WATCH BELOW: Hackers walk away with $32 million in crypto-heist
Booming with Bitcoin
Cryptocurrency captured investors’ imaginations last September when its signature currency, Bitcoin, abruptly surged in value. Other, lesser-known cryptocurrencies such as Ethereum and Doge Coin followed suit, leading to an overall rise in the value of cryptocurrency.
Samani says cryptojacking spiked by 1,189 per cent from last September to March, in direct response to the cryptocurrency boom.
“There’s a direct correlation in the growth of miners compared with the price of cryptocurrencies,” Samani told Global News from the McAfee Lab in the United Kingdom.
He added that cryptojacking is quickly becoming more popular among criminals than ransomware, which locks up the victim’s computer and demands a big payout.
“There is a belief that [cryptojacking] is not as confrontational, and therefore it’s not going to get the level of attention from law enforcement that maybe a [ransomware attack] would have,” Samani said.
Mursch says cryptojacking is typically used to generate Monero, an untraceable cryptocurrency that is popular among online criminals. Monero is worth approximately US$120 on the market at this point.
“Once Monero is mined, you don’t know where that money goes,” Mursch said. “It’s free, dirty money.”
The future of ads?
Cryptojacking code isn’t entirely insidious. Some websites have started to use it for good, either to advance a charitable cause or as an alternative to on-site ads.
The New York City-based charity Bail Bloc asks users to “volunteer your computer’s spare power to get people out of jail.” Donors can download Bail Bloc’s program and let it run as a cryptojacker in the background to help the cause.
Unicef Australia embraced a similar strategy back in May, when it announced that users can donate by opening a cryptojacking webpage in their browser.

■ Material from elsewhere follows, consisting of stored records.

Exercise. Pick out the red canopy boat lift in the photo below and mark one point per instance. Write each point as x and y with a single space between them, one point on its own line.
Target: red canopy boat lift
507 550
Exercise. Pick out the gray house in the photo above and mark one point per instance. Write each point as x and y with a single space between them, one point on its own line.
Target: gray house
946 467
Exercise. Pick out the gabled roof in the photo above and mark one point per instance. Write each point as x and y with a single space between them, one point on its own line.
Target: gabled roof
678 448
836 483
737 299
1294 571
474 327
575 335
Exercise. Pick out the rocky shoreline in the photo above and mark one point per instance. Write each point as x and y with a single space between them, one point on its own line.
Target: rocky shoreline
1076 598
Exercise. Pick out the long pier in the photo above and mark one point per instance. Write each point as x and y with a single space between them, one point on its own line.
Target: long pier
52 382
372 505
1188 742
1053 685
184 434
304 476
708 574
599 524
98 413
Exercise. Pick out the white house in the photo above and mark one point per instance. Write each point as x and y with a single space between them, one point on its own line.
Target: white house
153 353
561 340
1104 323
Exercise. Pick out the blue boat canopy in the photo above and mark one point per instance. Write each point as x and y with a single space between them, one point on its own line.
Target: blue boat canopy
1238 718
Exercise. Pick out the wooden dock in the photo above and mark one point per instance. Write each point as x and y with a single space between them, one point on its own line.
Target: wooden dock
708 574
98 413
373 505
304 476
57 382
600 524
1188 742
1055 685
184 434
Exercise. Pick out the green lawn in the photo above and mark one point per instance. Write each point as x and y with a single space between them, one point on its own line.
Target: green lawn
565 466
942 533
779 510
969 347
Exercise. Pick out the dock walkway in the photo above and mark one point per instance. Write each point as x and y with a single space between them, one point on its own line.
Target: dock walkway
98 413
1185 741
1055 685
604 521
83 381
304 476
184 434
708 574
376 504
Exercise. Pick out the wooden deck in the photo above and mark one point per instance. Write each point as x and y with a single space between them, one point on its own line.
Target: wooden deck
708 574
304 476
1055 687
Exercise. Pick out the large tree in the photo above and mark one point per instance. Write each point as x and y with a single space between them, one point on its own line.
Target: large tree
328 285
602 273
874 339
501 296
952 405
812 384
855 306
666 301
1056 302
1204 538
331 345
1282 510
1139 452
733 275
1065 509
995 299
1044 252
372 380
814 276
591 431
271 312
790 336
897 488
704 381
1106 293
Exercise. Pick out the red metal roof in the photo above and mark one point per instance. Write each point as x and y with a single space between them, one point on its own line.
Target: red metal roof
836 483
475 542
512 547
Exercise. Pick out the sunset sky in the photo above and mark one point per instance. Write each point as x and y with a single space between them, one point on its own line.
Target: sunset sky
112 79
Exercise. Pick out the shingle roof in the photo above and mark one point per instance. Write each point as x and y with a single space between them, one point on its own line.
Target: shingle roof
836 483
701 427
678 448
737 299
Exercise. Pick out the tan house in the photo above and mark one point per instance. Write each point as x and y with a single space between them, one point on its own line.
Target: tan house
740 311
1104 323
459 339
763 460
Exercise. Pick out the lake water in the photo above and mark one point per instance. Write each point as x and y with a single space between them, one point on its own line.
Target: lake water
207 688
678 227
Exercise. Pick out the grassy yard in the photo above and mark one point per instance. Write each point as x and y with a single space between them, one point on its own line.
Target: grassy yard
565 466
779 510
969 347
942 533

The news website Salon also experimented with cryptojacking as an alternative to advertisements.
However, Mursch says the Salon experiment failed because the site was slowing down too many computers.
“It needs a little more development work to be something that can replace advertisements,” he said. “We’re not there yet.”
Samani says cryptojacking is worth investigating as an alternative to ads, as long as sites are open and transparent with users about what they’re being asked to give up.
“I’m optimistic about it,” he said.
He adds that the future of cryptojacking will always be married to the value of cryptocurrency, for better or worse.
“Cryptojacking will just be a natural area of risk,” Samani said.